Taboo is a BBC television drama series produced by Scott Free London and Hardy Son & Baker. It premiered on BBC One in the United Kingdom, on 7 January 2017 and on FX in the United States, on 10 January 2017. The eight-episode series was created by Steven Knight, Tom Hardy, and his father, Chips Hardy, based on a story written by Tom and Chips Hardy.

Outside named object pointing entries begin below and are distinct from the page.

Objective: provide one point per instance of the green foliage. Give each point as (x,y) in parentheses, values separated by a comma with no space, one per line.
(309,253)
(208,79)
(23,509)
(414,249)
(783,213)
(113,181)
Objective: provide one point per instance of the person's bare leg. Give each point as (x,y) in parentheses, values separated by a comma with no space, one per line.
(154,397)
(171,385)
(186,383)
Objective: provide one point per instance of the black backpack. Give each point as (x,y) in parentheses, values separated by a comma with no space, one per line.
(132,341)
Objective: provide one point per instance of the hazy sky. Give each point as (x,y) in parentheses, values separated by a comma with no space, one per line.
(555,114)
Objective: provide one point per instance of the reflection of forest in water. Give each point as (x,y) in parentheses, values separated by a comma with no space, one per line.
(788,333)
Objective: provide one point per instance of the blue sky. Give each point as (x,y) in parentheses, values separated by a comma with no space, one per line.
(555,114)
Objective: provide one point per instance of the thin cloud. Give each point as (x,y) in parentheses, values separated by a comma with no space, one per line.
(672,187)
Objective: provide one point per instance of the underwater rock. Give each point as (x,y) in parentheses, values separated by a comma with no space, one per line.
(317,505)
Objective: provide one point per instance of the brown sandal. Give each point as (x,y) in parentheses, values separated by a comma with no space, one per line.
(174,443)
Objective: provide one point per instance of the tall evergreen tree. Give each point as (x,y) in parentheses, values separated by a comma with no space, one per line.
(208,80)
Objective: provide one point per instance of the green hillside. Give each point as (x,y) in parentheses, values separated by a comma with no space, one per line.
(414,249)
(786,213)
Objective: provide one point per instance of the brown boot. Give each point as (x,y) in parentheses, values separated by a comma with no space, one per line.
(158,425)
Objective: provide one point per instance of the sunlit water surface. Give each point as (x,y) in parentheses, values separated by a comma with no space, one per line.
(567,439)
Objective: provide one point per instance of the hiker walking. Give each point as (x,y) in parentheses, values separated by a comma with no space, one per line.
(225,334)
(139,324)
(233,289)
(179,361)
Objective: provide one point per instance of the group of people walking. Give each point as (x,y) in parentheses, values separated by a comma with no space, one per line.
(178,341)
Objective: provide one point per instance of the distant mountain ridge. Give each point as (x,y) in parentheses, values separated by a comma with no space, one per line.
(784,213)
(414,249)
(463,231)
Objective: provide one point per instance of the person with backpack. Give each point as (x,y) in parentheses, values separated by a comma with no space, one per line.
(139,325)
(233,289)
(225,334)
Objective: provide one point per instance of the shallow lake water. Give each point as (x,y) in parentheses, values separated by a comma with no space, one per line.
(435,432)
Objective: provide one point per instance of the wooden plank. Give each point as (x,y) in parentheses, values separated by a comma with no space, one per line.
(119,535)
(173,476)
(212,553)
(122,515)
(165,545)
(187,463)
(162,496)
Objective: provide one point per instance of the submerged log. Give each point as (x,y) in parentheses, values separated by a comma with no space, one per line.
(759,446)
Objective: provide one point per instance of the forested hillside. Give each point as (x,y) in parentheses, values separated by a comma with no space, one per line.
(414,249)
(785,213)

In 1814, adventurer and businessman James Delaney (Tom Hardy) returns to England after spending twelve years in Africa, following the death of his father and the approaching end of Great Britain's war with the United States. Taboo explores the dark side of 19th-century London, its political and business corruption involving the East India Company, criminal gangs, the misery of the working class, and the increase in wealth of the rich.

Kristoffer Nyholm and Anders Engström each directed four episodes of the first series (season). Max Richter composed the score.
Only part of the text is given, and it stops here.